Nach Osten zu schützen die Stadt der Fluß, an der anderen Seite Wall und Graben mit 4 Schanzen. Außerdem lief um die Häuser eine hohe starke Mauer aus Felsstein und Ziegeln. Schon im 14. Jahrhundert hatten die Bürger diese Befestigung begonnen. Vier Tore führten durch die Mauer hindurch: nach Westen das Neutor, nach Norden das Holstentor, nach Osten das Schmiedetor und endlich das Mühlen­tor, das auf die Danziger Straße führte. Das Schmiedetor ist lange verschwunden. Das Holstentor wurde 1610 durch Feuer zerstört, ist aber wieder aufgebaut. Das aus dem Jahre 1400 stammende schöne Mühlentor mit seinem spitzen Dache ist Anfang 1870 völlig wiederhergestellt.

Das Neue Tor wird etwa 100 Jahre jünger sein als das Mühlentor.
Neben dem Rathaus lag, wie in fast allen deutschen Städten, der Ostmarkt, der Kirchhof mit der Stadtpfarrkirche der deutschen An­siedler, die der Jungfrau Maria geweiht war. Sie mag etwa 1350 entstanden sein. Neben diesem Hauptgotteshause nahe dem Mühlentor stand seit 1325 das Dominikanerkloster, dessen Kirche in der Mönchstraße sich bis heute erhalten hat.
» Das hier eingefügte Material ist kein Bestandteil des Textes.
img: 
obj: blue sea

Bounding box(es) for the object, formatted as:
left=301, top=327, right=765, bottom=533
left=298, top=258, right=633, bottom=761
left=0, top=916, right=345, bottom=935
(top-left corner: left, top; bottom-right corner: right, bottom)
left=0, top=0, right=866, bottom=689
Auch die Prämonstratenser hatten eine Niederlassung gegründet, ein Nonnenkloster nahe dem Holstentore, dessen Kirche am Bollwerk der Stadt dicht neben dem Fluße erbaut war. Dem heiligen Nikolaus war sie geweiht, dem Schutzpatron der Fischer und Schiffer.

Die Wenden hatten sich in der Altstadt eine eigene Petrikirche gebaut und auch im Schlosse des Herzogs befand sich eine Burgkapelle, die den Rittern und ihrem Gesinde zur Andacht diente.
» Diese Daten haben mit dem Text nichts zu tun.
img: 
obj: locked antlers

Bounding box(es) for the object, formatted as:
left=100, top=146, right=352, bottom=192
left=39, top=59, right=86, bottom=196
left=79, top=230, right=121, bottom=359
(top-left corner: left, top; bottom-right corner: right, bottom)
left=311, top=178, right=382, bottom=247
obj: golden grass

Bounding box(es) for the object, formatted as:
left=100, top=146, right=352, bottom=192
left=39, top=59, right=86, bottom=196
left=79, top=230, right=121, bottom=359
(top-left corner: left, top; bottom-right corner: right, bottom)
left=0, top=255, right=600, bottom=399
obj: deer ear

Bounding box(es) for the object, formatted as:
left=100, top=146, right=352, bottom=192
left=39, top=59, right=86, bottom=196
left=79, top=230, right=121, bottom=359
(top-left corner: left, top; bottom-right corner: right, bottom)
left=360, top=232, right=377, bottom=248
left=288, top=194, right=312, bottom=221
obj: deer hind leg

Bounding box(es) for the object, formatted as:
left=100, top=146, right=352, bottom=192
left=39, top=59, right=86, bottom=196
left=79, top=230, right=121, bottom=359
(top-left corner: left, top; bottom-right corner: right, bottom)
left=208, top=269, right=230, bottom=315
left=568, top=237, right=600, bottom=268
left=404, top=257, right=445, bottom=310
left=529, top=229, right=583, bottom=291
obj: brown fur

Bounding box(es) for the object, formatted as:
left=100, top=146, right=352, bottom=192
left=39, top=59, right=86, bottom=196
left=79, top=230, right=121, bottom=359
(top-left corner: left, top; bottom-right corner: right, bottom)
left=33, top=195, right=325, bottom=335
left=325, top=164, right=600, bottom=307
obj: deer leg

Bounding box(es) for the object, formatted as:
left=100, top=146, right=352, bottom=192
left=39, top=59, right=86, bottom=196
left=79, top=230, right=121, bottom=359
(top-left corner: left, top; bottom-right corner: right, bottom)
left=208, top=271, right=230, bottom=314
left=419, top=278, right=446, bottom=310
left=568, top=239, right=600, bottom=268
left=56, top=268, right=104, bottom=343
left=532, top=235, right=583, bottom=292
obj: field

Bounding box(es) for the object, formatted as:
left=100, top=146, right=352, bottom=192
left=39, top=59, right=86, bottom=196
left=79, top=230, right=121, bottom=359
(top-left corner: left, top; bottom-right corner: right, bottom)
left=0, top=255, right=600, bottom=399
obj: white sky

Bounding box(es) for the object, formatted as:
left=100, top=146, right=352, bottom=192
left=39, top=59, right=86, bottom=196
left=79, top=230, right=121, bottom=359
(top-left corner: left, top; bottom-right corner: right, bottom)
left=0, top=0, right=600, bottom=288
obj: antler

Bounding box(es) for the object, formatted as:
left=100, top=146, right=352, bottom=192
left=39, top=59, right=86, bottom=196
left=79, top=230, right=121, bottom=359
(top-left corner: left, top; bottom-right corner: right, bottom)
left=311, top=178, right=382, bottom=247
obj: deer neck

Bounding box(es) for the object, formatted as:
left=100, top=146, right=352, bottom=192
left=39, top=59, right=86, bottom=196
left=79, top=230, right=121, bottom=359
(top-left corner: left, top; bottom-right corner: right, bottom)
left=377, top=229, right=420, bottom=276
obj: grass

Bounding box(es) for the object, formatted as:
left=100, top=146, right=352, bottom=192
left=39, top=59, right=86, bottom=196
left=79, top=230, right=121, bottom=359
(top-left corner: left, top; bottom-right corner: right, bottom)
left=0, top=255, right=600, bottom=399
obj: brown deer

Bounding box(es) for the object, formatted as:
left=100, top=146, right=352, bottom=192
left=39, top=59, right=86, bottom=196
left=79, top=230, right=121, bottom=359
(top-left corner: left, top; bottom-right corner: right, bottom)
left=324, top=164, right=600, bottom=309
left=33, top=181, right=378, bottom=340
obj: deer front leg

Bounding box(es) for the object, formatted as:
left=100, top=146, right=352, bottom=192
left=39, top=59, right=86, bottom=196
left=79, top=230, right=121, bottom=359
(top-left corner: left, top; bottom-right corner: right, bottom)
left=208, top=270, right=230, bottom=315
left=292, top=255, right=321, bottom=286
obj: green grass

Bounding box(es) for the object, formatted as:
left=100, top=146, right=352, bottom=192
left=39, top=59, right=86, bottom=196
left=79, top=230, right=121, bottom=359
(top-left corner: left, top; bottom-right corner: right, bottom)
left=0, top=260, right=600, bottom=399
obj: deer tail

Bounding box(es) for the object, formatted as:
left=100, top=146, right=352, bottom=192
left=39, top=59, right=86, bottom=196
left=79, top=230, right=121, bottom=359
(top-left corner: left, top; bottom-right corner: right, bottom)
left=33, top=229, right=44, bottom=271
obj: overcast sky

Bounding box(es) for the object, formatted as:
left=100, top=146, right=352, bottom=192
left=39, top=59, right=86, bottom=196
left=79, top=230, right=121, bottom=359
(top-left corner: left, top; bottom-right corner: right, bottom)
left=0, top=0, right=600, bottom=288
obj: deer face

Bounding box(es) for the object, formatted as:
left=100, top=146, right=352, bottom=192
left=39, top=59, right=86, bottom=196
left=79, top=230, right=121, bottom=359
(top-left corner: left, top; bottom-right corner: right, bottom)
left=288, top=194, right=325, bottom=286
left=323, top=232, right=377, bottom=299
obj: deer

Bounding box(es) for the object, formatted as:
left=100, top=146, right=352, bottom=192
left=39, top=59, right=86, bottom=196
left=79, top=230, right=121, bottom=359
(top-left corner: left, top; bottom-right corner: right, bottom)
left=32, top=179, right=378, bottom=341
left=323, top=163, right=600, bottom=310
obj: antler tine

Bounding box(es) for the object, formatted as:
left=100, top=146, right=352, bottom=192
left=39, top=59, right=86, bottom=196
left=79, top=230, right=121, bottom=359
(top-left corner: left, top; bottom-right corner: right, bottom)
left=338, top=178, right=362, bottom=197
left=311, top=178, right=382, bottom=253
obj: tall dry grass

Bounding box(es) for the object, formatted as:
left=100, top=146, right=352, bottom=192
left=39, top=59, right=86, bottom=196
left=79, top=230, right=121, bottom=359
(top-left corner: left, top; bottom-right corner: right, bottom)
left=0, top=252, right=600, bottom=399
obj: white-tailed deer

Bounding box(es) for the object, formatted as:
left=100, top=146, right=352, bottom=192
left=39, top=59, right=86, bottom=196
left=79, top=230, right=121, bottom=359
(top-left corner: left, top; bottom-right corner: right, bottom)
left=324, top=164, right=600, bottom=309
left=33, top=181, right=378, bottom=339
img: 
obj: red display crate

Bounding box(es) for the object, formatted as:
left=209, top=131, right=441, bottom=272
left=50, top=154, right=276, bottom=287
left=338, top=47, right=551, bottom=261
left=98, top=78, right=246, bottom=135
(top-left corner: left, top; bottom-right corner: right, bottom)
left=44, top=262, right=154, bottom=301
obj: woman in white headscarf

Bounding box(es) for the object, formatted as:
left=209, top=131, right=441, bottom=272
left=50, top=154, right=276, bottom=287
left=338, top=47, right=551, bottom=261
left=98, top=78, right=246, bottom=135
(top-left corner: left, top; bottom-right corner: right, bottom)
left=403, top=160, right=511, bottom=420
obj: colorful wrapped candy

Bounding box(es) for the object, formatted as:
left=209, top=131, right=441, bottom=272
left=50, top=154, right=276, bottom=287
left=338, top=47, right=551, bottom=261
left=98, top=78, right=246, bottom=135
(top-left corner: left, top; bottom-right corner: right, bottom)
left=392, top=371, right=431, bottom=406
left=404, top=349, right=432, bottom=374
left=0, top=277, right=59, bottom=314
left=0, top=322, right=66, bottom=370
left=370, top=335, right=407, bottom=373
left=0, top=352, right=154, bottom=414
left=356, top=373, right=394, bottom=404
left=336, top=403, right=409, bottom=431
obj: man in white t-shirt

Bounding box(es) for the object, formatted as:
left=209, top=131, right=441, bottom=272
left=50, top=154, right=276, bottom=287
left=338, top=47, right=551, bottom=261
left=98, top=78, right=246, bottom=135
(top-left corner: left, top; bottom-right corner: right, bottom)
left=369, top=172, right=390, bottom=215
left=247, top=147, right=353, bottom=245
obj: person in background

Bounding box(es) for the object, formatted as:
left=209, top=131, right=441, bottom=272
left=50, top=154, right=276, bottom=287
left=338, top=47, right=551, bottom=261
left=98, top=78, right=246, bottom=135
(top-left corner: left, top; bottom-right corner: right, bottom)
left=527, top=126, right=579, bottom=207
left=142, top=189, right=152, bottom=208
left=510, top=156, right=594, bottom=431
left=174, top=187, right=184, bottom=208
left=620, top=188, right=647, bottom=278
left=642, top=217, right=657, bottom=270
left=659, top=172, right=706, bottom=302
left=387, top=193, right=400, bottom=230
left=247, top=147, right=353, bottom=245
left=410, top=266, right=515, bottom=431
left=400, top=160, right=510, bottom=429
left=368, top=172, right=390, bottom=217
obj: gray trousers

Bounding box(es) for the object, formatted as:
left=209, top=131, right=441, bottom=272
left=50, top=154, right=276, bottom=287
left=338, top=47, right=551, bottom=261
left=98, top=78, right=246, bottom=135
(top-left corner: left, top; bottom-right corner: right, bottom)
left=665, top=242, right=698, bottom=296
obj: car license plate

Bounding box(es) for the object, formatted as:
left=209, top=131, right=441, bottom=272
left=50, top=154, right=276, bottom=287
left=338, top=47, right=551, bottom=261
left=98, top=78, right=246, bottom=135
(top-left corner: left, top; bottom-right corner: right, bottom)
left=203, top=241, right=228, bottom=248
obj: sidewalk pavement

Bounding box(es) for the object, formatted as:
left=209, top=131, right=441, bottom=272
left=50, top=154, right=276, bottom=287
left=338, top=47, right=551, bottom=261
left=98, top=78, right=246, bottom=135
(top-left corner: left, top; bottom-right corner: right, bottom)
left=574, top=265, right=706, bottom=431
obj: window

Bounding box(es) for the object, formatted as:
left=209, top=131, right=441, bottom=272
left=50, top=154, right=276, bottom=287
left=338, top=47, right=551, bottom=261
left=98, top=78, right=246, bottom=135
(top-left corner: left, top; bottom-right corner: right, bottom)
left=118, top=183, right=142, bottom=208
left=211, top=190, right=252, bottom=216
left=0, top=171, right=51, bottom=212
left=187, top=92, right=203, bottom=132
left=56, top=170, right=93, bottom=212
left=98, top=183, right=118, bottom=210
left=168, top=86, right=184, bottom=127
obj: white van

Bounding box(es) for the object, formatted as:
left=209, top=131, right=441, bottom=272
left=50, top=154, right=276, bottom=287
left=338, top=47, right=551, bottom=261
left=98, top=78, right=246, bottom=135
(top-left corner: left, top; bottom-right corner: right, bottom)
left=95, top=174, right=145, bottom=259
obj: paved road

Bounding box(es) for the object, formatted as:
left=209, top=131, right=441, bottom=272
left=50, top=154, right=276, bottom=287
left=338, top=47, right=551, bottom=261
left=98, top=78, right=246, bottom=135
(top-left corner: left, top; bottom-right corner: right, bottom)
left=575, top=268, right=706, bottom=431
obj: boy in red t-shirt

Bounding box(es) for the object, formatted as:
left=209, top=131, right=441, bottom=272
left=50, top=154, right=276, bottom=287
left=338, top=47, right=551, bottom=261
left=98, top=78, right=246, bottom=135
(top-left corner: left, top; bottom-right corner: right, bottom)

Für den Rat, die Innungen und die Bürger war die Stadtpfarrkirche das allein in Betracht kommende Gotteshaus. Hier hatte der ehrbare Rat seinen Stuhl, hier hatten die Gewerke ihre Altäre und Stiftungen, hier beteten unsere Vorfahren.
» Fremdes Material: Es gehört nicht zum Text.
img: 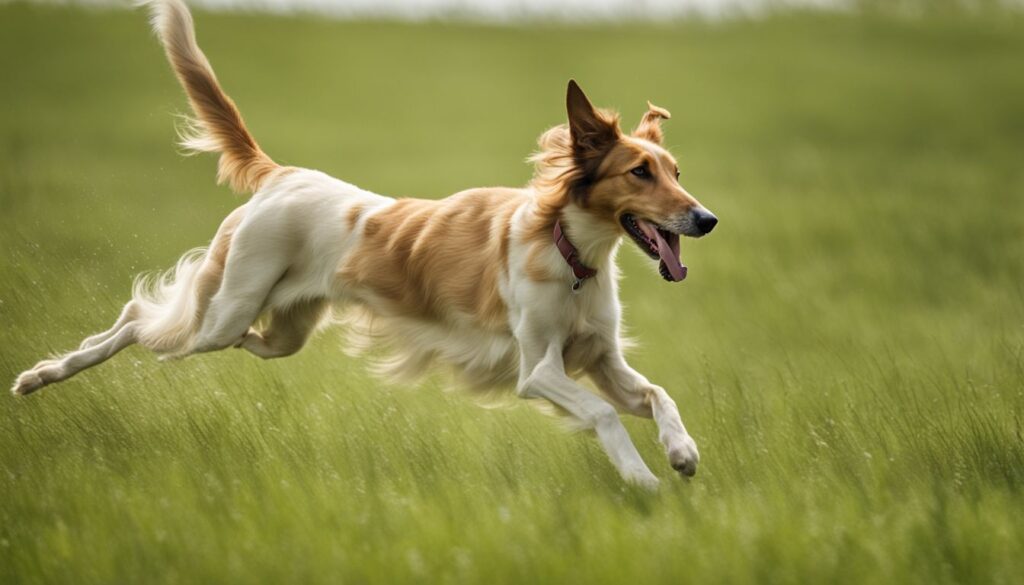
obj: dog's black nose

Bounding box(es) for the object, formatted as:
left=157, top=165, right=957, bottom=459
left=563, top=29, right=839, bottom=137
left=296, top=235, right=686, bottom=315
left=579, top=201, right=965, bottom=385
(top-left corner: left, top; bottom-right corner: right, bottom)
left=693, top=207, right=718, bottom=234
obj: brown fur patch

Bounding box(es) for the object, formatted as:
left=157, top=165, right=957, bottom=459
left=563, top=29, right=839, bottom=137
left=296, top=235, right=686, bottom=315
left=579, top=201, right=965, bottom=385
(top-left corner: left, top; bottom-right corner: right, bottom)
left=154, top=0, right=280, bottom=193
left=339, top=189, right=526, bottom=331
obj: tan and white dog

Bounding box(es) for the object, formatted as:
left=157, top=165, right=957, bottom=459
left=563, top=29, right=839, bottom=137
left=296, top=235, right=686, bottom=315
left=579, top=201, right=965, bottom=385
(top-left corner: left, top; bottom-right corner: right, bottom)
left=12, top=0, right=717, bottom=487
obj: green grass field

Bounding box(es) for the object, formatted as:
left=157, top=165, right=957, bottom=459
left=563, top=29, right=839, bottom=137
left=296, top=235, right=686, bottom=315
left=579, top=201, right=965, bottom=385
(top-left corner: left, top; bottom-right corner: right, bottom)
left=0, top=4, right=1024, bottom=584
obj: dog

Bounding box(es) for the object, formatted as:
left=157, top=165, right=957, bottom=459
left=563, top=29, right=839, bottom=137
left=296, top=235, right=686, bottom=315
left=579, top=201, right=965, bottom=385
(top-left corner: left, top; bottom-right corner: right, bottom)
left=12, top=0, right=718, bottom=488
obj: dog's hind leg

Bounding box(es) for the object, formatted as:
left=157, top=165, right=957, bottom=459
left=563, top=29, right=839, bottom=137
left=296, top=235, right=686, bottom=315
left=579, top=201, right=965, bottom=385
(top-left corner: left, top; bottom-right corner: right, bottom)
left=11, top=317, right=138, bottom=394
left=78, top=300, right=138, bottom=349
left=240, top=299, right=327, bottom=360
left=188, top=222, right=292, bottom=353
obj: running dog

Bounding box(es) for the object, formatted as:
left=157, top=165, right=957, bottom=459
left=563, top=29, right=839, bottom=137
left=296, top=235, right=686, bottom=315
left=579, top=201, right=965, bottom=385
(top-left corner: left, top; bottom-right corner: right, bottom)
left=12, top=0, right=718, bottom=488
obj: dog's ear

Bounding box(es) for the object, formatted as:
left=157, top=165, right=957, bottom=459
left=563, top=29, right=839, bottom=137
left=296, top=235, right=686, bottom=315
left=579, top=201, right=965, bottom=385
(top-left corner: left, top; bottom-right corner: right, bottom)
left=565, top=79, right=620, bottom=160
left=633, top=101, right=672, bottom=144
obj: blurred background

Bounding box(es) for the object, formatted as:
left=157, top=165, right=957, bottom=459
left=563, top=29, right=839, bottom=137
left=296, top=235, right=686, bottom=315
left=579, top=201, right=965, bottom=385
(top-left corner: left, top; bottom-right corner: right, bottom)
left=0, top=0, right=1024, bottom=584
Die Kirche hat, von einigen unwesentlichen Veränderungen abgesehen, die kraftvollen Züge der Zeit bewahrt, in der sie von einem frommen und selbstbewußten Geschlecht geschaffen wurde.

Im übrigen bot Stolp aber das wenig erfreuliche Bild einer kleinen Stadt im Mittelalter. Die meisten Häuser waren nicht groß. Zahlreich waren die nur aus Holz hergestellten Häuser, andere waren aus Stecken geflochten und mit Lehm verschmiert. Ohne Brandmauer schmiegt sich Haus an Haus, wenige hatten Ziegeldächer, die meisten schützte Stroh.

Nur 2 - 3 Fenster breit lagen sie an der Straße mit dem Giebel nach vorn und warfen ihr aus hölzernen Röhren das Regenwasser zu. Dahinter und dazwischen Ställe, Scheunen, Dunghaufen. Unter diesen Verhältnissen ist es verständlich, daß mehrmals große Brände die Stadt zerstörten, so 1395, 1447, 1552, 1554, 1558, 1563, 1665.

Die Straßen waren nicht gepflastert. Bei Regenwetter galt die schlechte Beschaffenheit der Wege sogar als Entschuldigungsgrund für das Fernbleiben von Ratssitzungen.

Vermehrt wurde der Schmutz durch das freiherumlaufende Vieh der Bürger, das zwischen 11 und 12 auf die Weide getrieben wurde.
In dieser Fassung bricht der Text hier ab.